Joins — when correlation matters

// Find the dependency call chains for the slowest 20 requests
requests
| where timestamp > ago(1h)
| top 20 by duration desc
| project oid = operation_Id, request_dur = duration, request_name = name
| join kind=inner (
    dependencies | project oid = operation_Id, dep_dur = duration,
                            dep_target = target, dep_name = name
) on oid

operation_Id is the trace ID — all spans in a single trace share it.
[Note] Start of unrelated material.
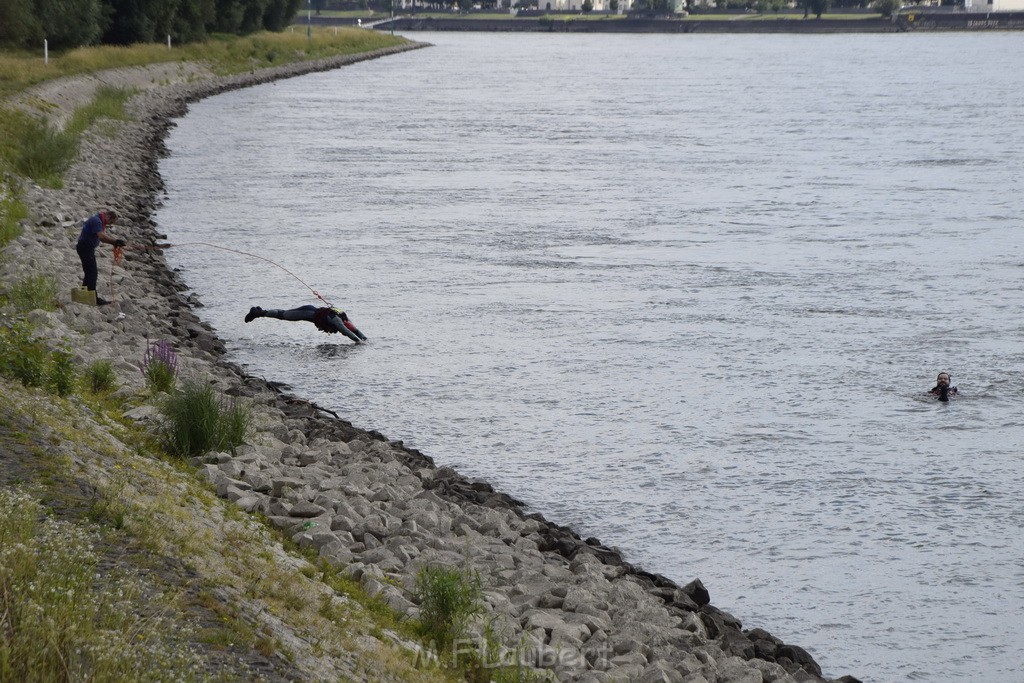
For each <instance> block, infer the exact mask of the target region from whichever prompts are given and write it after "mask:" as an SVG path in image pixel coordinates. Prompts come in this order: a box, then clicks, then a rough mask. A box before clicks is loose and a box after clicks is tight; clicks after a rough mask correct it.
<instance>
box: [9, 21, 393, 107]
mask: <svg viewBox="0 0 1024 683" xmlns="http://www.w3.org/2000/svg"><path fill="white" fill-rule="evenodd" d="M404 42H408V41H407V40H406V39H404V38H400V37H397V36H389V35H387V34H382V33H377V32H375V31H362V30H358V29H347V28H345V29H338V31H337V35H335V32H334V30H333V29H314V30H313V34H312V40H309V39H307V38H306V34H305V31H302V32H291V31H286V32H284V33H276V34H275V33H265V32H264V33H256V34H252V35H250V36H242V37H239V36H225V35H214V36H212V37H211V38H210V40H208V41H207V42H205V43H193V44H188V45H181V46H175V47H172V48H171V49H170V50H168V49H167V46H166V45H162V44H142V45H131V46H128V47H120V46H114V45H100V46H94V47H80V48H77V49H74V50H71V51H69V52H65V53H62V54H51V55H50V60H49V65H44V63H43V59H42V54H41V51H42V50H41V49H40V52H39V53H30V52H25V51H23V52H4V53H2V54H0V99H3V98H4V97H5V96H8V95H11V94H13V93H15V92H17V91H19V90H25V89H27V88H30V87H32V86H33V85H36V84H38V83H42V82H44V81H48V80H51V79H56V78H61V77H65V76H76V75H78V74H87V73H91V72H95V71H101V70H103V69H115V68H118V67H139V66H143V65H151V63H158V62H166V61H201V62H205V63H207V65H209V66H210V69H211V70H213V71H214V73H217V74H238V73H241V72H245V71H249V70H250V69H253V68H259V67H263V66H267V65H268V63H273V65H280V63H287V62H291V61H300V60H303V59H316V58H319V57H327V56H333V55H336V54H355V53H358V52H368V51H370V50H376V49H379V48H382V47H389V46H391V45H398V44H400V43H404ZM271 52H272V53H273V55H274V58H273V60H272V61H268V60H267V59H266V58H265V57H266V55H267V54H268V53H271Z"/></svg>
That’s how you reconstruct an end-to-end story.

Functions and parsing

// String functions
| extend route_short = substring(name, 0, 30)
| where url contains "openai"
| extend host = url_host(url)

// Numeric / time
| extend dt = todatetime(customDimensions["created_at"])
| extend tier = case(duration < 100, "fast",
                     duration < 1000, "ok",
                     "slow")

// JSON parsing
| extend parsed = parse_json(customDimensions)
| extend model = tostring(parsed.model)

case, iff, parse_json are the everyday kitchen tools.

Workbooks and dashboards

KQL queries become reusable through:

Surface	What it does
Workbooks	Interactive parameterised reports — pick a time range, an app, an environment; the query reruns
Dashboards	Pinned charts on the Azure portal home
Alerts	Run a KQL query on a schedule; trigger if rows match (e.g., error rate > 5%)

Most teams build a small Workbook per service that answers the standard “is everything OK” questions in one place.